Irving—The Irving ISD Athletic Hall of Fame inducted a former Major League Baseball player, a beloved coach, a popular stadium announcer, and a triple-threat athlete at the Sheraton DFW Airport Hotel on Saturday evening, June 8.
The district’s director of athletics, Clint Roddy, hosted the evening, welcoming coaches and players throughout the years along with community supporters to the festivities. Platinum sponsor Bruce Burns provided Hall of Fame rings for the inductees.
Inductee Tony Arnold, Irving High School class of 1977, is still remembered for one of the all-time best pitcher’s duels in Texas against Duncanville’s all-state pitcher Keith Creel. In that 15-inning game, Arnold struck out 31 to Creel’s 26, tying the two at 57 strikeouts for second in the National Federation of State High School Associations records book.
As a high schooler, Arnold was named All-District, All-Conference and All-State in 1977. He took his talents to the University of Texas at Austin where he continued to gain recognition, then made his Major League debut with the Baltimore Orioles in 1981. Arnold signed with the Los Angeles Dodgers from 1987 to 1990. He became a minor league pitching coach for the Dodgers in 1990-1992, then for the Cleveland Indians organization, where he currently coaches.
“Commitment and consistency are the keys to success,” Arnold said.
Joe Barnett was a math teacher, coach and athletic director for 41 years in Valley Mills, Plano, Allen, and Coppell. He spent 10 years as athletic director for the Irving ISD before retiring in 2013. He was instrumental in creating the Irving Athletic Hall of Fame in 2012, which now boasts 34 members.
Barnett’s entire family, with the exception of one grandson were in attendance at the banquet. He told the story of courting Marilyn, his wife of 46 years. At the time he was travelling around Texas every Friday night as a scout. For their second date, Barnett invited her to ride with him to Saint Jo, Texas.

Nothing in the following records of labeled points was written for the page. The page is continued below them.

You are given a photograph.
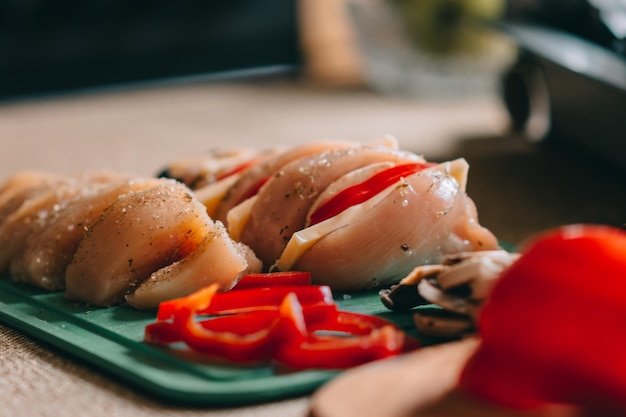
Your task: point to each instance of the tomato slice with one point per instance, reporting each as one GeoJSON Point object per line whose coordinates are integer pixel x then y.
{"type": "Point", "coordinates": [359, 193]}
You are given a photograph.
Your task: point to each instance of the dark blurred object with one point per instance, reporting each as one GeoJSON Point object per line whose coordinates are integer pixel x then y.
{"type": "Point", "coordinates": [71, 44]}
{"type": "Point", "coordinates": [568, 89]}
{"type": "Point", "coordinates": [602, 22]}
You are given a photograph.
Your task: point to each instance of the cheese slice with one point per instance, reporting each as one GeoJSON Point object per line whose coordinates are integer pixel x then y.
{"type": "Point", "coordinates": [211, 195]}
{"type": "Point", "coordinates": [238, 217]}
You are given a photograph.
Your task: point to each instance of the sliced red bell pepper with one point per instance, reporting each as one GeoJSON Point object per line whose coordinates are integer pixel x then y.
{"type": "Point", "coordinates": [273, 279]}
{"type": "Point", "coordinates": [207, 302]}
{"type": "Point", "coordinates": [298, 326]}
{"type": "Point", "coordinates": [365, 190]}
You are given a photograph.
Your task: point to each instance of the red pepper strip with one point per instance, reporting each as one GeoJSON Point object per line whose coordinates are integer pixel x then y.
{"type": "Point", "coordinates": [273, 279]}
{"type": "Point", "coordinates": [245, 300]}
{"type": "Point", "coordinates": [264, 298]}
{"type": "Point", "coordinates": [365, 190]}
{"type": "Point", "coordinates": [250, 347]}
{"type": "Point", "coordinates": [241, 324]}
{"type": "Point", "coordinates": [308, 351]}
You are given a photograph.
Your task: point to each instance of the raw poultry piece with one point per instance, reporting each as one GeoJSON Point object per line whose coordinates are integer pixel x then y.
{"type": "Point", "coordinates": [281, 206]}
{"type": "Point", "coordinates": [40, 202]}
{"type": "Point", "coordinates": [137, 235]}
{"type": "Point", "coordinates": [417, 219]}
{"type": "Point", "coordinates": [217, 260]}
{"type": "Point", "coordinates": [49, 250]}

“I knew how to show a girl a good time,” Barnett said.
Stan Cason was a long-time employee in the Irving School District’s athletic program. Cason’s career as a Physical Education teacher and coach began at Irving high school (1965-1969), then continued to Crockett Middle School (1969-1972), Lamar Middle School (1972-1976) and John R. Good Elementary (1976-1996) where he served as a PE coach for 20 years until his retirement.
But Cason is best known as the voice of all three high school teams, the Irving Tigers, MacArthur Cardinals and Nimitz Vikings. He was the announcer at 675 high school football games as well as many baseball games and track meets. Stan was given the nickname “Golden Voice” by Betty Jeter, the Athletic Secretary at the time.

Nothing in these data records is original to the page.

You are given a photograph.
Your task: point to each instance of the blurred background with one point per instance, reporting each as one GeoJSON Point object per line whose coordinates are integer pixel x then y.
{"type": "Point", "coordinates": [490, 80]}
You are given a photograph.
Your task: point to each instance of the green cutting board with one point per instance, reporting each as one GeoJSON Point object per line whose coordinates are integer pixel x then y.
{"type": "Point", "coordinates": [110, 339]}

Triple-threat athlete Glenn Sullivan left his mark on Irving High School’s football, basketball and baseball teams from 1979 to 1983. In high school, Sullivan was a basketball three-year starter and letterman, leading his team to the state playoffs in 1982-1983 and was named to the first team All-District two times. In baseball, Sullivan was a four-year starter and letterman, named to first team All-District three years. In football, he was a three-year starter and letterman, named to the first team All-District two times.

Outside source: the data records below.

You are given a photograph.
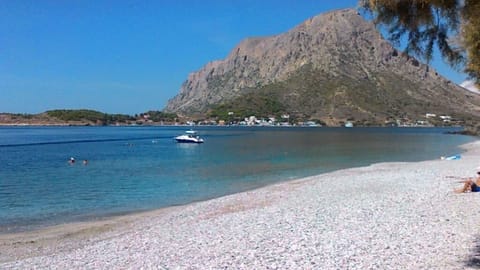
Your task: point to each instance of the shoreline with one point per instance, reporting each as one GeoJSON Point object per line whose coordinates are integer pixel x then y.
{"type": "Point", "coordinates": [321, 221]}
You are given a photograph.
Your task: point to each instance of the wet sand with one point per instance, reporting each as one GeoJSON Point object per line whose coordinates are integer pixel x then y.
{"type": "Point", "coordinates": [384, 216]}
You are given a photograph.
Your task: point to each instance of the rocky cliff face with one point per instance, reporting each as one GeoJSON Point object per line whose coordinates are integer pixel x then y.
{"type": "Point", "coordinates": [334, 65]}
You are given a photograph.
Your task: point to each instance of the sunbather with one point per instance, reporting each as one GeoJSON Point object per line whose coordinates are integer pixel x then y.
{"type": "Point", "coordinates": [470, 185]}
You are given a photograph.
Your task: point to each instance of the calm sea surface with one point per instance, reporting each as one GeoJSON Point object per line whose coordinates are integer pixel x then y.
{"type": "Point", "coordinates": [141, 168]}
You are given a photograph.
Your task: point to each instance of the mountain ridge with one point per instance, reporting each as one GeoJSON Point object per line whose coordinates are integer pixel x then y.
{"type": "Point", "coordinates": [347, 61]}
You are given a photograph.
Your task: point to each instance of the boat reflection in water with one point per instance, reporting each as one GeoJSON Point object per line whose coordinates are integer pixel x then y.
{"type": "Point", "coordinates": [190, 136]}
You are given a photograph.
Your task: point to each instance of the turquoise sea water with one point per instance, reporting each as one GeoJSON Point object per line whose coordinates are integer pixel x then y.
{"type": "Point", "coordinates": [141, 168]}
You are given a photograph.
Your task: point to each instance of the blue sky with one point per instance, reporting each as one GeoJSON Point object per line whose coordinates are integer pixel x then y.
{"type": "Point", "coordinates": [129, 56]}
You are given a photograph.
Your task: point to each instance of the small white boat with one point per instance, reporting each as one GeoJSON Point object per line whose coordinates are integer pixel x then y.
{"type": "Point", "coordinates": [190, 136]}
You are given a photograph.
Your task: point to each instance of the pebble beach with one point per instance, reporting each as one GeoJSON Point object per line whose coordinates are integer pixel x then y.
{"type": "Point", "coordinates": [383, 216]}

Sullivan was introduced by his former coach, Mike Kunstadt.
“Glenn was the best three-sport high school athlete I saw or coached in the 1980s,” Kunstadt said. “More importantly, he had the highest character to go along with his athletic ability. His leadership abilities were exemplary, as shown when he was chosen by his teammates to be captain in all three sports.”
After high school, Sullivan went on to shine at the University of Oklahoma for four years in football and three years in baseball. He played for the Chicago Cubs for six years, advancing as high as Triple A baseball in 1991-1992. From 1995-1997, he was manager/hitting coach of minor league team the Lubbock Crickets, winning the Texas/Louisiana League Championship in 1995. He retired from professional baseball in 2002 and has been the head baseball coach in Bixby, Oklahoma for 17 years, with two state championships under his belt.